And the amount of money at stake here is massive — Trump’s lawyers estimate that the tariffs “will reduce federal deficits by $4 trillion in the coming years.” Yale’s Budget Lab estimates that they will raise $2.4 trillion if they remain in effect for 2026-35.
Trump, in other words, claims the power to levy trillions of dollars worth of new taxes without seeking new legislation from Congress.
The second case is Department of State v. AIDS Vaccine Advocacy Coalition, which is currently pending on the Court’s “shadow docket,” a mix of emergency motions and other matters that the Court often decides without explanation. AIDS Vaccine involves “impoundment,” a president’s refusal to spend money that he is required to spend under a federal appropriations law.
Until very recently, there was widespread consensus that impoundment is illegal. In a 1969 Justice Department memo, future Chief Justice William Rehnquist wrote that “it is in our view extremely difficult to formulate a constitutional theory to justify a refusal by the President to comply with a congressional directive to spend.” And even some members of the current Court’s Republican majority have expressed skepticism about impoundment in the past.
Yet, in an ominous sign that this Court may allow Trump to impound funds anyway, Chief Justice John Roberts issued a brief order last week permitting Trump to temporarily impound foreign aid funds while the Court considers the AIDS Vaccine case.

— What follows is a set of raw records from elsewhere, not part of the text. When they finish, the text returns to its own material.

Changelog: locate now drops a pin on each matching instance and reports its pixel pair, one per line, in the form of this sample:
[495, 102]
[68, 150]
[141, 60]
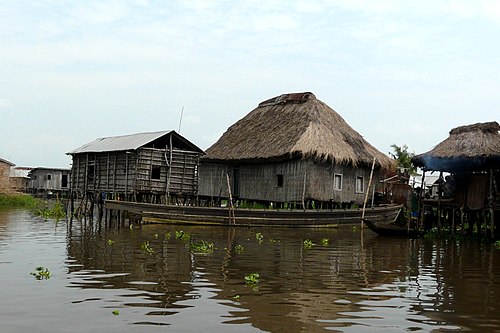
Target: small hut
[48, 182]
[471, 154]
[4, 175]
[294, 149]
[143, 167]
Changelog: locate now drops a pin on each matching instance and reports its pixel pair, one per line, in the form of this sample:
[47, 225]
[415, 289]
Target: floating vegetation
[252, 278]
[239, 249]
[308, 244]
[147, 248]
[203, 247]
[41, 273]
[259, 237]
[183, 236]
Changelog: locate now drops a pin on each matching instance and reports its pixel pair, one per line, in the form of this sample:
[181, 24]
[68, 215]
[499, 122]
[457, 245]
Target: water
[358, 282]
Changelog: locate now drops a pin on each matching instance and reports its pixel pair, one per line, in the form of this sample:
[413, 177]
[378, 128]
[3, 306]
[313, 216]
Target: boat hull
[154, 213]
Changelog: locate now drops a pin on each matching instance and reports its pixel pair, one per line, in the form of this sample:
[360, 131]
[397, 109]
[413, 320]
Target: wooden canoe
[155, 213]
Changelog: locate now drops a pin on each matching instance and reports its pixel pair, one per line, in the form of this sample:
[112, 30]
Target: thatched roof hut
[295, 126]
[468, 148]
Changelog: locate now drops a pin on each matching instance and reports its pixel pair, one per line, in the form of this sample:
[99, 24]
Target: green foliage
[41, 273]
[18, 200]
[252, 278]
[259, 237]
[239, 249]
[183, 236]
[56, 211]
[203, 247]
[403, 158]
[308, 244]
[147, 248]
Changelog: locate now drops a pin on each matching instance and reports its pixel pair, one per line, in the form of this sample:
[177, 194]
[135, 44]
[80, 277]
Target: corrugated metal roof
[119, 143]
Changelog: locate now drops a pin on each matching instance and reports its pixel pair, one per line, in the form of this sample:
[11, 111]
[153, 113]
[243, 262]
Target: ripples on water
[355, 283]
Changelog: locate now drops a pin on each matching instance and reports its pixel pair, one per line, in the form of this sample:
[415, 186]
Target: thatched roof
[468, 148]
[295, 126]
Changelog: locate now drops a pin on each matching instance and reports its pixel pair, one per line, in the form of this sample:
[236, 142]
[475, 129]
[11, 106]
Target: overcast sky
[403, 72]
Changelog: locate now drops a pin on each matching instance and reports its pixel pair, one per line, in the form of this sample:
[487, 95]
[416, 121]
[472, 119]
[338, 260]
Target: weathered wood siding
[4, 177]
[261, 181]
[141, 171]
[49, 179]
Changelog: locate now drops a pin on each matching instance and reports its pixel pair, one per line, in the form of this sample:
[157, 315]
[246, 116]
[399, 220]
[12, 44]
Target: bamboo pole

The final case is Trump v. Cook, which is likely to reach the Supreme Court as soon as Tuesday. Cook involves Trump’s attempt to fire a member of the Federal Reserve’s Board of Governors, in violation of a federal statute which only allows Fed governors to be fired “for cause.” Late on Monday, a federal appeals court denied Trump this power — although it did so over the dissent of a judge who previously worked in Trump’s White House.
The Fed wields tremendous power over the US economy, including the power to temporarily stimulate the economy at the expense of much greater economic turmoil down the road. For this reason, Congress insulated the Fed’s leaders from presidential control to prevent presidents from injecting cocaine into the economy at politically advantageous moments. If Trump gains the power to fire Fed governors, however, that insulation will end.

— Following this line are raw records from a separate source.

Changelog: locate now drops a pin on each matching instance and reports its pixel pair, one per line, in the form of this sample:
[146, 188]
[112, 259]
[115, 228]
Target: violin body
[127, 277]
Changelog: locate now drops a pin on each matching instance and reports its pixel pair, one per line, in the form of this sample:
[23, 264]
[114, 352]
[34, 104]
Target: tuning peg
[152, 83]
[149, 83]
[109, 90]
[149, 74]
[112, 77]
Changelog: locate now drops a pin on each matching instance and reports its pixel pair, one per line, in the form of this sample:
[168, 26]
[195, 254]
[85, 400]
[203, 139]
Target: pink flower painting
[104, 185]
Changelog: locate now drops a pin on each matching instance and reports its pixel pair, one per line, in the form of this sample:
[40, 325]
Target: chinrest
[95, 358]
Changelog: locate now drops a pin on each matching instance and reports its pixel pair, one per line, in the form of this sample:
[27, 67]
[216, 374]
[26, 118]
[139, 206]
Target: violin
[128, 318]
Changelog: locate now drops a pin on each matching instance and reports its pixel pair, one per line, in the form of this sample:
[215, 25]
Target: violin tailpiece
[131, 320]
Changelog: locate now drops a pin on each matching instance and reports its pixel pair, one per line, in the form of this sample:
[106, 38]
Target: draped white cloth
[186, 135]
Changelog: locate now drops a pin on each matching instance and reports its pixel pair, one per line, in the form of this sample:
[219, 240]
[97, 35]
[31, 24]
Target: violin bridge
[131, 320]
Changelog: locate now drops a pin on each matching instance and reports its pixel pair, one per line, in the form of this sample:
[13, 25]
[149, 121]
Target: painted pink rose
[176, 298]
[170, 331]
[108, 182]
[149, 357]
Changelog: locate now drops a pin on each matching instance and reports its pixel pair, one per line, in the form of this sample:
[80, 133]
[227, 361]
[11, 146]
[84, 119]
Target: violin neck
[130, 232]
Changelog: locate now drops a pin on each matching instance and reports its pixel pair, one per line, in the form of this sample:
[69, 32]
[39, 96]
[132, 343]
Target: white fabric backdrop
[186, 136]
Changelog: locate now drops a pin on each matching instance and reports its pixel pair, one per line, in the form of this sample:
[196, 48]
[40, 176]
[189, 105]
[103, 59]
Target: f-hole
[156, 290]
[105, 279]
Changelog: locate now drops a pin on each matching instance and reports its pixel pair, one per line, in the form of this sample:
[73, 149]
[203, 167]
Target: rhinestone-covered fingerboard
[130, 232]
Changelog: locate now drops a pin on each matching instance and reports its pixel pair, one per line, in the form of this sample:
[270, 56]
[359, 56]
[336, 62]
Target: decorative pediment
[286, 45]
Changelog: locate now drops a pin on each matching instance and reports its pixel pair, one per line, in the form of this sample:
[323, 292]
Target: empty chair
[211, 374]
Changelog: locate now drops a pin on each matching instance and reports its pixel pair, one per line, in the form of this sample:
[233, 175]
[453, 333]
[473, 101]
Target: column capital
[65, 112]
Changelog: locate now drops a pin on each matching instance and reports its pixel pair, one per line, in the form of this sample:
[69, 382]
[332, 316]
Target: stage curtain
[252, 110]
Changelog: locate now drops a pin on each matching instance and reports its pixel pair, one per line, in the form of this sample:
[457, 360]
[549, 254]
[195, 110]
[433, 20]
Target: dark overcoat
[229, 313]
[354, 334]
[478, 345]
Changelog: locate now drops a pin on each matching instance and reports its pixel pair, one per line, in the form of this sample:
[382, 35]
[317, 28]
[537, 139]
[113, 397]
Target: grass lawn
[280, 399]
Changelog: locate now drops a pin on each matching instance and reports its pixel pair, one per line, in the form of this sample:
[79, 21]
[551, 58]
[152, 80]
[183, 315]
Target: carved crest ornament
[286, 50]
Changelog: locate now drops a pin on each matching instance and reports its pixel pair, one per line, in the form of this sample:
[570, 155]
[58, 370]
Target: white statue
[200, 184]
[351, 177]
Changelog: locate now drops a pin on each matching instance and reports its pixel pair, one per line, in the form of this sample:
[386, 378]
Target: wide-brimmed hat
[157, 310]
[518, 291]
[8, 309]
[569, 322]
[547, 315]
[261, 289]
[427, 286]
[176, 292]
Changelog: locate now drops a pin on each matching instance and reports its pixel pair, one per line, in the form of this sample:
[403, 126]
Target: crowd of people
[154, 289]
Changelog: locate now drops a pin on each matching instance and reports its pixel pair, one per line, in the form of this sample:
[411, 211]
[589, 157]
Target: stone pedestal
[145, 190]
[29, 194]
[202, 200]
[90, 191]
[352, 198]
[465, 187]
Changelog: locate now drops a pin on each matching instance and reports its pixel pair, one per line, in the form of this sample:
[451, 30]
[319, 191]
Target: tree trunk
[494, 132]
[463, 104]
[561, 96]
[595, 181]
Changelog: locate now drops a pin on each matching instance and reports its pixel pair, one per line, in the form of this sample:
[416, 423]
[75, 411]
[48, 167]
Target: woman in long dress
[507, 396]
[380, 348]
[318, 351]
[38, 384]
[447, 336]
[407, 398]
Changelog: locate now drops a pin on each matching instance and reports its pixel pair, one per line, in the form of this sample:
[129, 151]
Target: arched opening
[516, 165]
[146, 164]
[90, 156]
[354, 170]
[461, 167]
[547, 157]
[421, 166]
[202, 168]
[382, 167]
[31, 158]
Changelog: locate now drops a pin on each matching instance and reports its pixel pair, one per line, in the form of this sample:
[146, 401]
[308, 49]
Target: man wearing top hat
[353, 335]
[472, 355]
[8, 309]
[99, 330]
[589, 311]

Trump, in other words, seeks total control over US monetary policy. He seeks the power to cancel federal grants or even eliminate entire federal programs at will. And he claims the power to raise trillions of dollars in new taxes by his mere decree.

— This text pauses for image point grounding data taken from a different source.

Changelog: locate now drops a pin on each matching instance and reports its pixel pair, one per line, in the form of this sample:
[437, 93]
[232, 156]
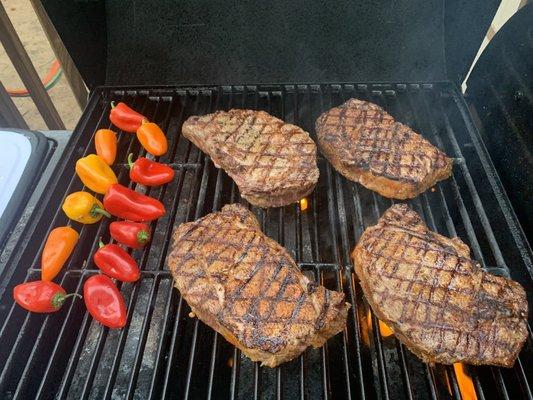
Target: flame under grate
[165, 353]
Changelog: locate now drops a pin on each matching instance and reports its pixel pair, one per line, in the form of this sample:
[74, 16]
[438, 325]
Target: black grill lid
[228, 42]
[162, 353]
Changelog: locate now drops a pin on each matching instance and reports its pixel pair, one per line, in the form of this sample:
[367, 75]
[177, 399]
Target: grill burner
[163, 353]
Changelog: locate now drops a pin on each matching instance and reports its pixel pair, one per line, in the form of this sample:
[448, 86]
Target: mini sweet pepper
[84, 207]
[95, 173]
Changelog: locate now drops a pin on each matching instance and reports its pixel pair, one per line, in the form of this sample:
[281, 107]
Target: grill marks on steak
[247, 287]
[437, 300]
[365, 144]
[273, 163]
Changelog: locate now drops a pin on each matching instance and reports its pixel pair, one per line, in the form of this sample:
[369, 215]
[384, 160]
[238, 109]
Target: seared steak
[437, 300]
[366, 145]
[248, 288]
[273, 163]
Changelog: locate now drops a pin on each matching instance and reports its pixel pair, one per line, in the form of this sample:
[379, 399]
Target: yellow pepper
[84, 207]
[95, 173]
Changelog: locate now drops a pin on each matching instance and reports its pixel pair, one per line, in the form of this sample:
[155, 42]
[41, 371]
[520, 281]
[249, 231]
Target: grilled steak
[437, 300]
[273, 163]
[248, 288]
[366, 145]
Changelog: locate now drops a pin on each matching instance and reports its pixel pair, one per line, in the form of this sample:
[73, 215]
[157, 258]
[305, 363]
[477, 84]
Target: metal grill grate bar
[162, 353]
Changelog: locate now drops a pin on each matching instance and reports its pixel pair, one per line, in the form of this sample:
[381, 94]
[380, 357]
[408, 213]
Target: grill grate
[162, 353]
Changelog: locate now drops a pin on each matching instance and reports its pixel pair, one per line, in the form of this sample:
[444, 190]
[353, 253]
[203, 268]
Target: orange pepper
[105, 141]
[152, 138]
[58, 248]
[95, 173]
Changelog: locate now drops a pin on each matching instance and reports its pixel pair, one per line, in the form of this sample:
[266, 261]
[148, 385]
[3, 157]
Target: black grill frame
[67, 355]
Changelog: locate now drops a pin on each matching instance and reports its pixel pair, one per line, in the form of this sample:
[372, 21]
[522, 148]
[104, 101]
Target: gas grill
[163, 352]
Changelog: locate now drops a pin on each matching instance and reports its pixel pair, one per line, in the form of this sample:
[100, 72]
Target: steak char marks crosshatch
[438, 301]
[366, 145]
[272, 162]
[248, 288]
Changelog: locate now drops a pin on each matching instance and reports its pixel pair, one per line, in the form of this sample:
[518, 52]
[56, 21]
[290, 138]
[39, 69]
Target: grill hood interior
[230, 42]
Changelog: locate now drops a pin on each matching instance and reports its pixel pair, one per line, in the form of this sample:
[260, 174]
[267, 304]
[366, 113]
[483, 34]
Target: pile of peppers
[102, 297]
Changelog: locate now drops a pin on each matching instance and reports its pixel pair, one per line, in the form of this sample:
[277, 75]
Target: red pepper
[40, 296]
[149, 173]
[131, 234]
[129, 204]
[104, 301]
[115, 262]
[124, 118]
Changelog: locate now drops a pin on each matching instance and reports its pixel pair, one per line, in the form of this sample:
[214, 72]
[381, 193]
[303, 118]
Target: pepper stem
[97, 210]
[130, 160]
[59, 299]
[143, 237]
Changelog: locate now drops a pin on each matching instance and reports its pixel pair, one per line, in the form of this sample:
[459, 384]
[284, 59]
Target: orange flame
[385, 330]
[466, 387]
[303, 204]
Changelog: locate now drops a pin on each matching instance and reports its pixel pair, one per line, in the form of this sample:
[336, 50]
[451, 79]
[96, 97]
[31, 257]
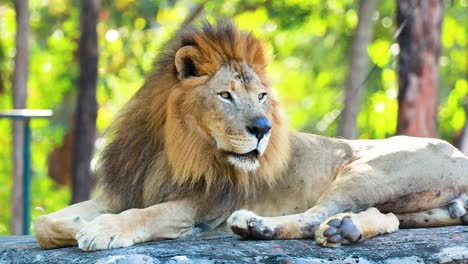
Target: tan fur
[182, 157]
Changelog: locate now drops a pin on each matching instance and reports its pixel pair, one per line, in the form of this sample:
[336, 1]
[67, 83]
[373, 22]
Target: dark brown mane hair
[152, 157]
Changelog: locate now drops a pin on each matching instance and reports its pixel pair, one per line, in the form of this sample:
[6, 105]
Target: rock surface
[436, 245]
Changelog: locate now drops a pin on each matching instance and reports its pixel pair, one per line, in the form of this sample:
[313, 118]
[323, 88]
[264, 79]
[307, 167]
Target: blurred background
[340, 67]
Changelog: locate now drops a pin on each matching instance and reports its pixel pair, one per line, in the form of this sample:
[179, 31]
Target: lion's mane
[155, 155]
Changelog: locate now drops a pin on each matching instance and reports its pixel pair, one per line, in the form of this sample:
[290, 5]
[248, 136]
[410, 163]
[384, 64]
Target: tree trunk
[20, 81]
[418, 66]
[85, 125]
[357, 70]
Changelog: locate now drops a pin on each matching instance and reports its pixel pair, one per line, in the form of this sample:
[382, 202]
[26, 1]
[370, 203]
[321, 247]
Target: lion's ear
[186, 62]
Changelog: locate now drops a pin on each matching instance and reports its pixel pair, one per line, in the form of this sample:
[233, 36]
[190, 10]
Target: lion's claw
[338, 231]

Pretty much the only fiscal power Trump hasn’t claimed yet is the power to actually appropriate federal money – that is, the power to spend however he chooses. The Constitution provides that “No Money shall be drawn from the Treasury, but in Consequence of Appropriations made by Law,” meaning that it is unconstitutional for Trump to spend federal money unless that spending is allowed by an Act of Congress.
Realistically, however, if the Supreme Court gives Trump the other powers he is seeking, it would be child’s play for him to get around the Constitution’s Appropriations Clause. The mechanism that prevents federal officials from illegally spending money is the Antideficiency Act, which makes it a crime for federal employees to spend money in excess of the amount appropriated by Congress.
But Trump can pardon anyone who violates this criminal law. And the Republican justices already held, in Trump v. United States (2024), that Trump is immune from prosecution if he uses his official powers to commit crimes.
If Trump gets what he wants from the Supreme Court, in other words, he could wind up with dictatorial authority over US fiscal and monetary policy — fully empowered to tax and spend without any meaningful checks from the other branches of government. And there is a real risk that this Court, which has a Republican super majority that has shown extraordinary deference to the leader of their political party, will give Trump what he wants.